Ikterus dini berkaitan dengan ASI yang terjadi pada usia 2-4 hari dapat berkaitan dengan
cairan total dan asupan kalori yang kurang optimal sebelum laktasi berkembang sempurna,
karena bayi yang diberi ASI cenderung untuk lebih mengalami kehilangan berat badan pada
periode ini. Neonatus yang diberi ASI mengeluarkan tinja yang mengandung mekonium lebih
sedikit. Β glukoronidase juga terdapat di dalam ASI dan dipercaya menyebabkan dkonjugasi
bilirubin menjadi bentuk nonpolar yang larut di dalam lemak. Bentuk nonpolar ini lebih
mudah direabsorpsi , sehingga meningkatkan sirkulasi bilirubin enterohepatik. Berhenti
memberikan ASI hingga 24jam secara nyata akan menurunkan kadar bilirubin. Pada saat ASI
diberikan kembali,kadar bilirubin akan meningkat, tetapi tidak setinggi kadar sebelumnya.
Ikterus ASI mungkin dapat dikendalikan dengan melakukan fototerapi tanpa mengganggu
pemberian ASI.
4
Etiologi3
Penyebab ikterus pada bayi baru lagir dapat berdiri sendiri ataupun dapat sebabkan
oleh beberapa factor.
Secara garis besar etiologi ikterus neonatorum dapat dibagi :
a. Produksi yang berlebihan
Hal ini melebihi kemampuan bayi mengeluarkannya, misalnya pada hemolisis yang
meningkat pada inkompatibilitas darah Rh, ABO, golongan darah lain, definisi enzim
G6PD, piruvat kinase, perdarahan tertutup, dan sepsis.
b. Gangguan dalam proses “uptake” dan konjugasi hepar
Gangguan ini dapat disebabkan oleh imaturitas hepar, kurangnya substrat untuk
konjugasi bilirubin, gangguan fungsi hepar, akibat asidosis, hipoksia dan infeksi atau
tidak terdapatnya enzim glukoronil transferase (sindrom Criggler-Najjar) penyebab
lain ialah defisiensi protein Y dalam hepar yang berperan penting dalam “uptake”
bilirubin ke sel hepar.
c. Gangguan transportasi
Bilirubin dalam darah terikat pada albumin kemudian diangkut ke hepar. Ikatan
bilirubin dengan albumin ini dapat dipengaruhi oleh obat misalnya salisilat,
sulfafurazole. Difesiensi albumin menyebabkan lebih banyak terdapatnya bilirubin
indirek yang bebas dalam darah dan yang mudah melekat ke sel otak.
d. Gangguan dalam ekskresi
Gangguan ini dapat terjadi akibat obstruksi dalam hepar atau diluar hepar. Kelainan di
luar hepar biasanya disebabkan oleh kelainan bawaan. Obstruksi dalam hepar
biasanya akibat infeksi atau kerusakan hepar oleh penyebab lain.
Epidemiologi
Insidens:
1. Usia awitan adalah 2 sampai 3 hari
2. Keparahan berbeda-beda diantara ras, dengan bayi Asia dan penduduk asli Amerika
menempati kadar bilirubin tertinggi
5
3. Bayi-bayi yang berasal dari beberapa area geografis, khususnya area sekitar Yunani,
mengalami peningkatan insidens hiperbilirubinemia.4
Di Amerika Serikat, dari 4 juta bayi yang lahir setiap tahunnya, sekitar 65%
mengalami ikterus. Sensus yang dilakukan pemerintah Malaysia pada tahun 1998
menemukan sekitar 75% bayi baru lahir mengalami ikterus pada minggu pertama.

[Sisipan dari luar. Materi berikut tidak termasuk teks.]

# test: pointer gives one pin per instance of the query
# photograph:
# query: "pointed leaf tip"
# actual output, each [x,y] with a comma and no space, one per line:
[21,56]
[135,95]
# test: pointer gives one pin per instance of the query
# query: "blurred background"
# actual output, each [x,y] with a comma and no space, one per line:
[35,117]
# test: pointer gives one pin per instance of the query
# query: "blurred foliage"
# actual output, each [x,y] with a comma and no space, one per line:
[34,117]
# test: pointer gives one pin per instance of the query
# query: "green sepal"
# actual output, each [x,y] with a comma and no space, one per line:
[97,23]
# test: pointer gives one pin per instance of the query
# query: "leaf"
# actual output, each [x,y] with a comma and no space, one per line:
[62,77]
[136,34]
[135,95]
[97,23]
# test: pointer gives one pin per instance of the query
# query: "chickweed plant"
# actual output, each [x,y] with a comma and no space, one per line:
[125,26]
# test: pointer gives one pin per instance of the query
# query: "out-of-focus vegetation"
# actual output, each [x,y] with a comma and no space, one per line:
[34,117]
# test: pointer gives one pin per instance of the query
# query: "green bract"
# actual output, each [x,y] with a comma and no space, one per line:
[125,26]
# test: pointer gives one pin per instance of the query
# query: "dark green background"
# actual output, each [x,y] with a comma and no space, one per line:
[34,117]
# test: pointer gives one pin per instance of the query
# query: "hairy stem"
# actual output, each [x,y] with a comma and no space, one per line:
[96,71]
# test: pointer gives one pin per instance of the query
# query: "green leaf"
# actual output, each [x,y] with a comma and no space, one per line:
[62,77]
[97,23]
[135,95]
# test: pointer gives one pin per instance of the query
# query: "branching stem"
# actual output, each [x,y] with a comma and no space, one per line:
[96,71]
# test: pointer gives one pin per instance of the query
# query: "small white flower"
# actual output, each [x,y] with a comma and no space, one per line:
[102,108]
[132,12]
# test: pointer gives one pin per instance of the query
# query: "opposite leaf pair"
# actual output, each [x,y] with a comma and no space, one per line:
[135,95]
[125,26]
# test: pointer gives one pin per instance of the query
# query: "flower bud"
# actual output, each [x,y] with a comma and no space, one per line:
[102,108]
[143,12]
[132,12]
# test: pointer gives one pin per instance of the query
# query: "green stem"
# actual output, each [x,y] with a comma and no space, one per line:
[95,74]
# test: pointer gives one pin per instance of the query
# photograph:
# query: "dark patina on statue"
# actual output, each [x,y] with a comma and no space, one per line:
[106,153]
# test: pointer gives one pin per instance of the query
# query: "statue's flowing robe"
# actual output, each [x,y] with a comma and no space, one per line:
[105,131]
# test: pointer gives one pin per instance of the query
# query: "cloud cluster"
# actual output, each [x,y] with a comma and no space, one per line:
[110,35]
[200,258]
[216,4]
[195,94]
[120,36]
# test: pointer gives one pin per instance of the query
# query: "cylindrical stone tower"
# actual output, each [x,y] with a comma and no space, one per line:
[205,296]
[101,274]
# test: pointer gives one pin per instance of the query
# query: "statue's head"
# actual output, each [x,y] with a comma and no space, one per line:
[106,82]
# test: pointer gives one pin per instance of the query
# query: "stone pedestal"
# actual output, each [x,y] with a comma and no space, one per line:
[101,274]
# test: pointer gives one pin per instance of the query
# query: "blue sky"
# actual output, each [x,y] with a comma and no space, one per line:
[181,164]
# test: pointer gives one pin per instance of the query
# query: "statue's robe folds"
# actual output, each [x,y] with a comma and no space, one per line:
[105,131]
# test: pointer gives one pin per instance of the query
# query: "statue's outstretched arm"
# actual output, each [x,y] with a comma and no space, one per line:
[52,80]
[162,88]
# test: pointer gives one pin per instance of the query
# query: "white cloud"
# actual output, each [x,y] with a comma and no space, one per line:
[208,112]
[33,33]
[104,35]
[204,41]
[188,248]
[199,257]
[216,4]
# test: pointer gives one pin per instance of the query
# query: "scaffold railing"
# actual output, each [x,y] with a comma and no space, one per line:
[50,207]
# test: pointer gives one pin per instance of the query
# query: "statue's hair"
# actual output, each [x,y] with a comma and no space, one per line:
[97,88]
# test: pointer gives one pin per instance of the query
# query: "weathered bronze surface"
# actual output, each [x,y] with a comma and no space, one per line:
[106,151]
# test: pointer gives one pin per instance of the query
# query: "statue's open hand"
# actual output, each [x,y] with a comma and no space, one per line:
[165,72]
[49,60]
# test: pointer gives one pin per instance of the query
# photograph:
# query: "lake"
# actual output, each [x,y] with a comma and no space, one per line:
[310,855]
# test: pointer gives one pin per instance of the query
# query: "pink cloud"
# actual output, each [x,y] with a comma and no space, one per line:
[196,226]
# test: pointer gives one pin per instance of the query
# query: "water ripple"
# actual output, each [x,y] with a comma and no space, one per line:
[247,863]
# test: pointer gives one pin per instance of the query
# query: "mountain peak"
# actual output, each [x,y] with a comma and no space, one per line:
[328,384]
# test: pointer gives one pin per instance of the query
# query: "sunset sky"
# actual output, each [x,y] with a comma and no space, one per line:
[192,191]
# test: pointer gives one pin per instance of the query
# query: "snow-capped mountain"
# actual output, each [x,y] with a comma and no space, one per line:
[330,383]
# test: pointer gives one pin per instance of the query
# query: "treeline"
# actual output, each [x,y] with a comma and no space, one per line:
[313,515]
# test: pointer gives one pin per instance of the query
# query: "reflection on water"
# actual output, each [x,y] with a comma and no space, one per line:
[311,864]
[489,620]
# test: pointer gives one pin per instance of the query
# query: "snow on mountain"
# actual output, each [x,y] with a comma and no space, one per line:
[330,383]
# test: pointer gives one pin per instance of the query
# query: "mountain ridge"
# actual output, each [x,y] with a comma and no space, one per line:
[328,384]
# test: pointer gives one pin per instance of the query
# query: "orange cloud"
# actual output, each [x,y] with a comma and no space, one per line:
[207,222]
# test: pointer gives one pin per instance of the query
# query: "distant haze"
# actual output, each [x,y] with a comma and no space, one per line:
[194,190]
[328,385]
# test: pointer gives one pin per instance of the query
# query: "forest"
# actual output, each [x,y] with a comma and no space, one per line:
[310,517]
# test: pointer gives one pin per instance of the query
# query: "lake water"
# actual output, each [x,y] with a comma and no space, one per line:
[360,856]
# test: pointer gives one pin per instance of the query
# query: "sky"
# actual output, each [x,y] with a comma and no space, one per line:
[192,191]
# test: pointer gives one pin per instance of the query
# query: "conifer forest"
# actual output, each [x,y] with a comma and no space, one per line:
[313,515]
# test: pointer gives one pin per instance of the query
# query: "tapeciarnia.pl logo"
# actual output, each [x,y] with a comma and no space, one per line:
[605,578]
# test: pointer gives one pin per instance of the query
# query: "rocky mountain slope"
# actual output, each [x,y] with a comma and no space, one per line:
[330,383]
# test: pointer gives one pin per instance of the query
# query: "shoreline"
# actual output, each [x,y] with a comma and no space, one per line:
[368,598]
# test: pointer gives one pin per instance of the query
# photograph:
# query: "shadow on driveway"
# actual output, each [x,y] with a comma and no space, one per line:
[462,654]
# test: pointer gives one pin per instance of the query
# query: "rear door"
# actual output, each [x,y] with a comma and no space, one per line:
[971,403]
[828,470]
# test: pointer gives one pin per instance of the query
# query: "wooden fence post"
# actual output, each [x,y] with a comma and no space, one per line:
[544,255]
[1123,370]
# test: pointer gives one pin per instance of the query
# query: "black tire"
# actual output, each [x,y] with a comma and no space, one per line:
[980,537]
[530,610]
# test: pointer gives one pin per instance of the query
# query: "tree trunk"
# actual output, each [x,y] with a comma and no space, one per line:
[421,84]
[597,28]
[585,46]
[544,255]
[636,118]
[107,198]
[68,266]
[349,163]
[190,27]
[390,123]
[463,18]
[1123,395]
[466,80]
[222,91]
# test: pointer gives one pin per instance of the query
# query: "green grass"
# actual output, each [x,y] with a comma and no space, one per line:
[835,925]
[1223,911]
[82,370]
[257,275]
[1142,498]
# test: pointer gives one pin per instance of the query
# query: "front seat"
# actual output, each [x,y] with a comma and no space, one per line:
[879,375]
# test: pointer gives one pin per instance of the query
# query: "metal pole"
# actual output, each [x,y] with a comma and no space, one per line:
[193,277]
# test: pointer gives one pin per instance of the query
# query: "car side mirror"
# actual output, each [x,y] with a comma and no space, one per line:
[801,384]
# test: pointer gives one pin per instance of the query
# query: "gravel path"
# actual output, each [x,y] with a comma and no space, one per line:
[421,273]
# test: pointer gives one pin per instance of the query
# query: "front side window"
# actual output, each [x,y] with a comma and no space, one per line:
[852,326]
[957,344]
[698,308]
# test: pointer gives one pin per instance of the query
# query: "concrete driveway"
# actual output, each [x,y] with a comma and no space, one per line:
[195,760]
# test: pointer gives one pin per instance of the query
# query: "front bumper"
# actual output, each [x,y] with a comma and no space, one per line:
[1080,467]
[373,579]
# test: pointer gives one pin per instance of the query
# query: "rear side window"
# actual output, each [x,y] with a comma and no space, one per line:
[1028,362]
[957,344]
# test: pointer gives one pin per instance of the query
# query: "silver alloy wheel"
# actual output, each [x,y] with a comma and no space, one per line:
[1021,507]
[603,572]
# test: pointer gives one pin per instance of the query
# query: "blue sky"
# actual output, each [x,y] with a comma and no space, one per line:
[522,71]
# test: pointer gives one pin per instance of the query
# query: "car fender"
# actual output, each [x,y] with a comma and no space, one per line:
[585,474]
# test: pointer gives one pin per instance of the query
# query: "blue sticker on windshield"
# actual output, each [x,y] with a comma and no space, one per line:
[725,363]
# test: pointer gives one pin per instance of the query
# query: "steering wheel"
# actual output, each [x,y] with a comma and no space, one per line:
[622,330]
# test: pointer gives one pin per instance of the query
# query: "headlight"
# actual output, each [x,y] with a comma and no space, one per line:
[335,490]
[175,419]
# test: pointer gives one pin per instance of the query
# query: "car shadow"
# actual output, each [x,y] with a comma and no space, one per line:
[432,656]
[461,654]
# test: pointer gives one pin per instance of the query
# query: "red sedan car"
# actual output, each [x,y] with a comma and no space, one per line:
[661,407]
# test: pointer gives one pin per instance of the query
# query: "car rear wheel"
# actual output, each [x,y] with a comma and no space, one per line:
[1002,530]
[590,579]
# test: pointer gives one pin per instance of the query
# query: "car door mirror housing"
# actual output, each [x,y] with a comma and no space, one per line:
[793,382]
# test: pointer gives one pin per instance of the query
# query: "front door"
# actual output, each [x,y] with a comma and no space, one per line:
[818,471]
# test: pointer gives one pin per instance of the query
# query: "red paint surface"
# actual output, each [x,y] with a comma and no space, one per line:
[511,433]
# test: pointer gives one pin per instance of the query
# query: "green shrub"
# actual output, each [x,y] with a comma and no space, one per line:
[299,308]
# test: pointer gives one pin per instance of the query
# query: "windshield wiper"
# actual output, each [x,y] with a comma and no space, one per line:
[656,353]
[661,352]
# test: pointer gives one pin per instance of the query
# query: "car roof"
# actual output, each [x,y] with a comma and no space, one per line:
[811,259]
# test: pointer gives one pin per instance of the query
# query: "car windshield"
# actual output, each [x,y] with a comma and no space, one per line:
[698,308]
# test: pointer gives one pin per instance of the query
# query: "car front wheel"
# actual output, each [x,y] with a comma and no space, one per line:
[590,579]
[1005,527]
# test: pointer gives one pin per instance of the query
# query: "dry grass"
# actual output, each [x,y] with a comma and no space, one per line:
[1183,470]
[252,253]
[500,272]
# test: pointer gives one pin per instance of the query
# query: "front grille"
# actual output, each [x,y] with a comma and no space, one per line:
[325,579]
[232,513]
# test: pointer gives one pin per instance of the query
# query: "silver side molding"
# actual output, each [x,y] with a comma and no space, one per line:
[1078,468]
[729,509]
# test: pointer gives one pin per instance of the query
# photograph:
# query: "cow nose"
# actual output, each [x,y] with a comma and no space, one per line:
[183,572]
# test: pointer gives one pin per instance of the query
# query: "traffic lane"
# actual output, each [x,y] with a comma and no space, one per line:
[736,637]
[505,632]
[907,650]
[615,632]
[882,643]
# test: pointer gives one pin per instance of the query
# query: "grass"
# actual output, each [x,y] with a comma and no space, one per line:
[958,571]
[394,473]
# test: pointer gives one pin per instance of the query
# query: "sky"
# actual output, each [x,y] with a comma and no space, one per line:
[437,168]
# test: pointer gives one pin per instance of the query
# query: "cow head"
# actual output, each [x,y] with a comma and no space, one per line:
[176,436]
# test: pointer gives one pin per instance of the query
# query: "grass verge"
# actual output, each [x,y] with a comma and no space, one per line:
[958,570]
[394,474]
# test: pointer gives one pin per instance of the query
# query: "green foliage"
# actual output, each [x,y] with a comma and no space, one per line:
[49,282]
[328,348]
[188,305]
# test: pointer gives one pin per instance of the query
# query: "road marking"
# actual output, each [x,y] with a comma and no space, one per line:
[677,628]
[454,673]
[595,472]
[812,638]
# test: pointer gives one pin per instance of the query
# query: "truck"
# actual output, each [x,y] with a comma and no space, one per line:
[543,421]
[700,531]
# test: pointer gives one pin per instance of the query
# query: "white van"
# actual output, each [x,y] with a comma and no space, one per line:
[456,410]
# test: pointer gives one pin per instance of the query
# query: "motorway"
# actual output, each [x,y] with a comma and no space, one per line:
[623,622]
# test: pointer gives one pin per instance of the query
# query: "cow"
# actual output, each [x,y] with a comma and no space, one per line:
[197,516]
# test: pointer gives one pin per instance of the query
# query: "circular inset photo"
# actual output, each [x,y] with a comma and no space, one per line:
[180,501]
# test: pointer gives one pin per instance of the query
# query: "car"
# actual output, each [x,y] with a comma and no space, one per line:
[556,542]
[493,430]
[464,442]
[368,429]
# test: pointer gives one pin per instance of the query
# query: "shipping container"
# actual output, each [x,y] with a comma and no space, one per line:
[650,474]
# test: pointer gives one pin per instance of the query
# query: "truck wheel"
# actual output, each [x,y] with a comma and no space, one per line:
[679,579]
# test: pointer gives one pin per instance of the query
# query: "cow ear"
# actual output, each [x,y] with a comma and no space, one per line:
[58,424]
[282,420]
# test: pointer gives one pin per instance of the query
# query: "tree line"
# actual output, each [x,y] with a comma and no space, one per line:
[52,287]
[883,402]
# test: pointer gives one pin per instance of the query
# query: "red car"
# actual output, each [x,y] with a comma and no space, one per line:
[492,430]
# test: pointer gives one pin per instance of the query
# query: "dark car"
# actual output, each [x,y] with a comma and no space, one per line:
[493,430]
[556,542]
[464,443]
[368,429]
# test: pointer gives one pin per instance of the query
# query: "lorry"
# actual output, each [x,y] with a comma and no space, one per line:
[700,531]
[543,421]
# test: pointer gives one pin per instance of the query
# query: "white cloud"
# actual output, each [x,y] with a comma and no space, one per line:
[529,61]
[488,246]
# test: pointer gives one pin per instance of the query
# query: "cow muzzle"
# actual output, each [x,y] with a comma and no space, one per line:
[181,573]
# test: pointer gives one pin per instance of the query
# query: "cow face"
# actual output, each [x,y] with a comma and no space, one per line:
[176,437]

Di Indonesia, didapatkan data ikterus neonatorum dari beberapa rumah sakit
pendidikan. Sebuah studi cross-sectional yang dilakukan di Rumah Sakit Umum Pusat
Rujukan Nasional Cipto Mangunkusumo selama tahun 2003, menemukan prevalensi ikterus
pada bayi baru lahir sebesar 58% untuk kadar bilirubin di atas 5 mg/dL dan 29,3% dengan
kadar bilirubin di atas 12 mg/dL pada minggu pertama kehidupan. RS Dr. Sardjito
melaporkan sebanyak 85% bayi cukup bulan sehat mempunyai kadar bilirubin di atas 5
mg/dL dan 23,8% memiliki kadar bilirubin di atas 13 mg/dL. Pemeriksaan dilakukan pada
hari 0, 3 dan 5. Dengan pemeriksaan kadar bilirubin setiap hari, didapatkan ikterus dan
hiperbilirubinemia terjadi pada 82% dan 18,6% bayi cukup bulan. Sedangkan pada bayi
kurang bulan, dilaporkan ikterus dan hiperbilirubinemia ditemukan pada 95% dan 56% bayi.
Tahun 2003 terdapat sebanyak 128 kematian neonatal (8,5%) dari 1509 neonatus yang
dirawat dengan 24% kematian terkait hiperbilirubinemia.
Data yang agak berbeda didapatkan dari RS Dr. Kariadi Semarang, di mana insidens
ikterus pada tahun 2003 hanya sebesar 13,7%, 78% di antaranya merupakan ikterus fisiologis
dan sisanya ikterus patologis. Angka kematian terkait hiperbilirubinemia sebesar 13,1%.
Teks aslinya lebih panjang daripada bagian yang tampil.